I wake up and everything is wet, my socks, tent, shoes, even the air is wet. The fog rolled in and hug over everything.


Mike is from Missouri and a "grey beard programmer". He walks over to to picnic table to talk while I make coffee and oats. We bond over being burned out from working in Software. He ended up retiring, I ended up taking a sabbatical. 


He's riding solo and is probably in his 60's, he has a nice attitude and we start sharing stories and advice on the road. To my surprise, he seems to be much faster than me on the bicycle! Age is just a number after all.


As I leave I smell a licorice scent and notice there is wild fennel growing on the side of the road here - interesting touch.
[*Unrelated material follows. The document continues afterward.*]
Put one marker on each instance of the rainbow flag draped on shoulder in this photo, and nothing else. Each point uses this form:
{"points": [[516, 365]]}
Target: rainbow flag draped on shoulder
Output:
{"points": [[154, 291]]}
As I follow the flat roads, I see someone parked on the side of the coast who looks familiar. He is an old man wearing a tall red hat with a massive white beard - he's a gnome and he drives a bright orange car. I remember him from Oregon, in one of the foggy mornings I thought I had dreamed this character up, but here he is standing in front of me.


"Hey you're the gnome guy I saw in Oregon!"


"Oh yeah that's me, name's Jim. I';m seeing lots of people all over again and again. Passed a couple in Montana and bumped into them again in Washington - say how far are you going on that bike?"


I tell him my plans and Jim tells me all about his love for the color orange, his collection of gnomes, his wizard staff and music festivals he attends,and how he almost died by driving off a cliff - He's probably 70.


"So Jim, what do you do for a living?"


"OH I work for Gnome Land Security"


I love this guy. He lets me take his photograph next to his car, which is the Galician word for Orange...


We say goodbye and I tell him to honk if he sees me on the road later in his trip. Three hours later on the shoulder of highway 101, Jim flys by in his orange convertible named Laranxa and waves.